Everyone loves an underdog story. Once an underdog, Adonis “Hollywood” Creed (Michael B. Jordan) is one no more. It’s been nearly many (undefined) years since he burst onto the scene taking “Pretty” Ricky Conlan (Tony Bellew) to the limit, and quite a few years since he went to war—twice, with Viktor Drago (Florian Munteanu). Donnie is back on top of the world, going out as champion and embracing life as husband and fight promoter to music producer Bianca (Tessa Thompson) and their now nine-year-old daughter, Amara (Mila Davis-Kent).

But it is never that easy, is it? One afternoon, a mysterious man shows up near his gym. Donnie is flummoxed, but quickly realizes it is Damian Anderson (Jonathan Majors), an old friend that Creed grew up with and around during his time in group home. An incident that took place in 2002 landed “Diamond Dame,” once a promising amateur boxer, in prison for most of his adult life. The catch-up over time becomes tense and more tense in each subsequent meeting Donny has with Dame, as the latter makes it clear he feels Donny’s story is his, and he’s ready to take everything that he never had a shot at. Forcibly.

Got to give it up to Creed and Creed II. It is hard and probably impossible to create a wholly new take on a boxing movie coming out of a familiar subgenre corner, though both to varying extents (first obviously more than the second) do quite a bit to feel novel and inspired. For varying reasons, Creed III may actually be the freshest a boxing movie can feel nowadays. That doesn’t mean every production combination hits flush, but what does lands with impact.

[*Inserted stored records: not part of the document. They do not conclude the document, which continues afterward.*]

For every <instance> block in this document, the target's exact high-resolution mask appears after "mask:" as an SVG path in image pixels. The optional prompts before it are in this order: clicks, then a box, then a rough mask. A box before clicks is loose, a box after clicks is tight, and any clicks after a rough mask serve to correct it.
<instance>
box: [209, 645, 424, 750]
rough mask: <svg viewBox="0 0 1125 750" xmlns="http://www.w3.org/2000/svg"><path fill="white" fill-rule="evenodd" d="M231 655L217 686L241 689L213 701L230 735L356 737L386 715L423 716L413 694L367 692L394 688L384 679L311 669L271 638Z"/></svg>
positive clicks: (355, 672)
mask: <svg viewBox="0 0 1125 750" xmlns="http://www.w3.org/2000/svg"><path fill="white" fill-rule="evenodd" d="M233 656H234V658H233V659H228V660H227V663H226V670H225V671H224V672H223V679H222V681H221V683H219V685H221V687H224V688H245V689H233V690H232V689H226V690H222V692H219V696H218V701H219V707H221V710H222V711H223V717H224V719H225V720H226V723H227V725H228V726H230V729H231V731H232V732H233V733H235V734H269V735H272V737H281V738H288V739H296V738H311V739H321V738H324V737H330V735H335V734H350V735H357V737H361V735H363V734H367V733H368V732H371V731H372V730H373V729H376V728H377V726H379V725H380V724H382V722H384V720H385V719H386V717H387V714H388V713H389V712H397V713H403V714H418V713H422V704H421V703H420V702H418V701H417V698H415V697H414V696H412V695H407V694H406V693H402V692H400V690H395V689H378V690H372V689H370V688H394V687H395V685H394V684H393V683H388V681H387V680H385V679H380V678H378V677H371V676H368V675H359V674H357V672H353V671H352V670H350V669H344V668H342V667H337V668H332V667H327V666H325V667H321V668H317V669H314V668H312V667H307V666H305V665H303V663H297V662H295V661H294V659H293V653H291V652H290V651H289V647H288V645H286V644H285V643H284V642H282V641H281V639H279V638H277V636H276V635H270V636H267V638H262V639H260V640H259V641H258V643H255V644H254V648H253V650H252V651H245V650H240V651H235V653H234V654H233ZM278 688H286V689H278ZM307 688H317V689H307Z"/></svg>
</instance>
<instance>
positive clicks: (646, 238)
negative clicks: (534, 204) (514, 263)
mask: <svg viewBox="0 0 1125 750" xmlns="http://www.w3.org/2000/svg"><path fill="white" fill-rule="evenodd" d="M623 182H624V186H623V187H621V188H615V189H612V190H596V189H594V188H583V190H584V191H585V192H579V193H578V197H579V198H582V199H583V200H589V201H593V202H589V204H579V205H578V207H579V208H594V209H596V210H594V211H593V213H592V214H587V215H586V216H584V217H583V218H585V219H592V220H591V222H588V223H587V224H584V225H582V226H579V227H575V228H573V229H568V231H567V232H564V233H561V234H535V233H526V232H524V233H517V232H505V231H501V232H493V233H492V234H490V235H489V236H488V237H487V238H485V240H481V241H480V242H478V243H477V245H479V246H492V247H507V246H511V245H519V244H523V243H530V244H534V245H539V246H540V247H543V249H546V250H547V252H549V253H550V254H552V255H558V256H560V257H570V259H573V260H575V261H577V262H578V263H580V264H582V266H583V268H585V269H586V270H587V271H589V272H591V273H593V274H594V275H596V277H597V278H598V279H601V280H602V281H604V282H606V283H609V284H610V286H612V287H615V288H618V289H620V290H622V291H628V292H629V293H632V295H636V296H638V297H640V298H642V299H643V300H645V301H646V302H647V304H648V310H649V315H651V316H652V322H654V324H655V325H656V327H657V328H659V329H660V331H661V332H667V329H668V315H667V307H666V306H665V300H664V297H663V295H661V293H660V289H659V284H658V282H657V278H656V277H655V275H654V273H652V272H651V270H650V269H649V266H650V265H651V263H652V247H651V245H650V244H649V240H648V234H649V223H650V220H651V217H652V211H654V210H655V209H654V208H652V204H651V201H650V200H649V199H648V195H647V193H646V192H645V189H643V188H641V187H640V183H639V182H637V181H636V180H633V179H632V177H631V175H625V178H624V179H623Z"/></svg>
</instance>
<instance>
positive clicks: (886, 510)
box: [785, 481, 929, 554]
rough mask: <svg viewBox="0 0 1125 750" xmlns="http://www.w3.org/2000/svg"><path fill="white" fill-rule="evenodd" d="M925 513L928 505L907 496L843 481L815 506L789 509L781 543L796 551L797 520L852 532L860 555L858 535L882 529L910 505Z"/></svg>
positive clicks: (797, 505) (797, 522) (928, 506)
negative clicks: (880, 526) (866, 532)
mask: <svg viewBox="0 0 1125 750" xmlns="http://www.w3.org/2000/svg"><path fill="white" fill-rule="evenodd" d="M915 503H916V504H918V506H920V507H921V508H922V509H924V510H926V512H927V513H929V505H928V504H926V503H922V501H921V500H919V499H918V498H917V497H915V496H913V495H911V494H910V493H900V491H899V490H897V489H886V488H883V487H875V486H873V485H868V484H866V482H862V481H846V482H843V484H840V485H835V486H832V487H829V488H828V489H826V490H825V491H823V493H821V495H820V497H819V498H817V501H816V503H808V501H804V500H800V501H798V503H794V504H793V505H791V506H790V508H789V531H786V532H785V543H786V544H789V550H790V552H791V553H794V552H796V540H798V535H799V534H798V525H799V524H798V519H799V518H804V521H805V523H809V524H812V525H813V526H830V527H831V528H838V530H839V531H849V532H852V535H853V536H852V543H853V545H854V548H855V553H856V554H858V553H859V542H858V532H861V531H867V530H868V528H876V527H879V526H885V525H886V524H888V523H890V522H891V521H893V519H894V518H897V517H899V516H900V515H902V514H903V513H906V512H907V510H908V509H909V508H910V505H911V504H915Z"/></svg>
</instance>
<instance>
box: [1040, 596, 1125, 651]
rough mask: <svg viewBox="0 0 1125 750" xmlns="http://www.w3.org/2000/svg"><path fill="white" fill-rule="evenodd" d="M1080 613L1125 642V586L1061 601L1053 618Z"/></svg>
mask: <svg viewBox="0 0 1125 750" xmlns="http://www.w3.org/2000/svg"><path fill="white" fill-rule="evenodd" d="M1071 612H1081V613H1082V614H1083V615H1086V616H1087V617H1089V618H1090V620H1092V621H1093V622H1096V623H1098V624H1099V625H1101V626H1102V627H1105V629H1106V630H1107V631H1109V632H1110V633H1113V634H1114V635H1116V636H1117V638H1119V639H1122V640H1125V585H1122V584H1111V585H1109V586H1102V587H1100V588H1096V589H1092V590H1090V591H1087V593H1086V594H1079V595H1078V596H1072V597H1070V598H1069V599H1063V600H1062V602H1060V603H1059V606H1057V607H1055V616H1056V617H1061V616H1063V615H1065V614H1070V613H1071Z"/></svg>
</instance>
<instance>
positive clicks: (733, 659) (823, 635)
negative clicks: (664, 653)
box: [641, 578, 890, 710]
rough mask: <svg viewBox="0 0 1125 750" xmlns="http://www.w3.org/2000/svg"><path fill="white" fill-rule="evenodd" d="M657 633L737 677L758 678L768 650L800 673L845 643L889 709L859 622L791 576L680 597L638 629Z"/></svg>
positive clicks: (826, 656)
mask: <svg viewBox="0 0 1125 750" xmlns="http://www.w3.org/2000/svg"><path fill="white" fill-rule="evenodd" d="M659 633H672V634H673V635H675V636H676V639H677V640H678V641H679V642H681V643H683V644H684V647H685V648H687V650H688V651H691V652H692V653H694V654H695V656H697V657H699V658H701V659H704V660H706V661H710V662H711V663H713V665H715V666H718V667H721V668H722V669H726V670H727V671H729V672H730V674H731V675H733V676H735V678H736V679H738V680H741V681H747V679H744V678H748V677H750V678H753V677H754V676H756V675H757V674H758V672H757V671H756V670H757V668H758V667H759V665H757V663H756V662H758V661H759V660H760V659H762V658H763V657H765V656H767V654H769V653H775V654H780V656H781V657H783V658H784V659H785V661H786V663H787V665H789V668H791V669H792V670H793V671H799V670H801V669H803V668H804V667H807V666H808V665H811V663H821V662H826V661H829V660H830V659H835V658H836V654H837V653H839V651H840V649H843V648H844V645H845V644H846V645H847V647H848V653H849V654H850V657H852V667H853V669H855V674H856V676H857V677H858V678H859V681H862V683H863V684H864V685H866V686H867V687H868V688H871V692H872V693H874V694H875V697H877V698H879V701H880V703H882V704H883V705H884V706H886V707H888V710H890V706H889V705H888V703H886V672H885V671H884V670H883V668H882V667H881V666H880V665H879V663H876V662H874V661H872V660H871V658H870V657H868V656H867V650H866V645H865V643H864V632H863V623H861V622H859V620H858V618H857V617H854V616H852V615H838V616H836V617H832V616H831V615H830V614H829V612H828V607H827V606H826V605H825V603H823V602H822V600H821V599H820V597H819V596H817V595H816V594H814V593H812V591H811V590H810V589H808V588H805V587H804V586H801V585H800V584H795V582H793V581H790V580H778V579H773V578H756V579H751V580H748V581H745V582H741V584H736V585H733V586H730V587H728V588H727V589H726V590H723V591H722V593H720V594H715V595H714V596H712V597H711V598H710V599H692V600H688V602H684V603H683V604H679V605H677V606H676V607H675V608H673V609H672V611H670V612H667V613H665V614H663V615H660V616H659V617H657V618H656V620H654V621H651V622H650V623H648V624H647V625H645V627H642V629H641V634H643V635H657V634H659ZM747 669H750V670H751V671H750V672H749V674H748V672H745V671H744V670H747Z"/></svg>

As far as degree of difficulty goes as it pertains to filming a debut, Creed III is high. Jordan steps back into the ring and now behind the lens for the first time to lead the longstanding franchise. It has long been said in boxing that styles make fights, and differing styles from each respective director have helped the Creed movies find their own lane. In 2015’s Creed, Ryan Coogler’s direction was precise and feathery, and 2018’s Creed II done by Steven Caple, Jr. leaned into more weight behind the action, resembling games like Fight Night and Ready 2 Rumble.

In Creed III, MBJ wears his anime interests and influences proudly, often setting up the boxing bouts like something one might see in Dragon Ball Z or Samurai Champloo and then having the camera pull in, out, off, and on focus—and occasionally transporting the action into a totally different figurative environment, to create something uniquely unorthodox. It takes some time to get adjusted to, and I’m not quite sure I completely dig it on initial viewing. That said, I appreciate the embrace in trying something new and I get the sense Jordan’s style will pay off on subsequent rewatches. Action-wise, overall this is a rock-solid debut, but the film does miss the grandiose score and character theme Ludwig Göransson created and doesn’t have the legendary training montages we all come to expect. And it kind of misses the appearances of Jim Lampley, Max Kellerman, and Roy Jones Jr. (HBO no longer carries boxing) made as all three added a big fight feel to many of the prior bouts.

They always say that for every person who makes it, there’s at least a large handful of others who don’t, whether due to self-inflicted reasons or external ones. Co-written by Keenan Coogler and Zach Baylin, Creed III’s script tackles this, the survivor’s guilt element particularly in the black community where the line between making it and missing out is often razor-thin. On another theme, the movie is also interested in mortality, and how some of us are able to embrace it depending on where we are in life, and others have to fight the sand slipping through the hourglass as the last vestiges of glory are chased. Jordan and co. do a great job at reminding us of this visually. Philosophically, these are interesting ideas in a boxing movie, but the writers and Jordan’s details are sometimes rushed and unfathomable even in a Rocky/Creed feature. The progressive timeline of current and past events feels a bit wobbly, and the pacing isn’t quite as meticulous as it needs to be. This is the shortest of the Creed movies and it’s easy to see a few areas where extra minutes would have boosted storytelling.

Save for the first Creed and the early installment Rocky’s, the franchise has never had impressive scripts, but nearly every installment has had at least two great characters prior films did a great job in getting audiences to care about, and Creed III is the same. Jordan and Thompson have made these characters their own, and in some ways Creed III gives them the most meat to work with that isn’t tied to series stalwarts of the past. Not much more can be said about Majors that hasn’t already been said, proving his versatility more and more in nearly every role he’s taken, and the chemistry he has not only with Jordan from the get-go but Thompson too goes a long way in creating the tragic shared past that threatens the future. The heart of the movie is provided by Davis-Kent and to a lesser extent, Phylicia Rashad. While their screentime is limited, both either connect the present to the past (Rashad) or set up the future in more than adequate ways.

Maybe setting up the future to go in a myriad of interesting ways is reason alone to celebrate Creed III. Realistically, there’s no way this franchise should still have this amount of potential juice in it. We’re past the prime of Adonis, but likely just getting started with others in the ring.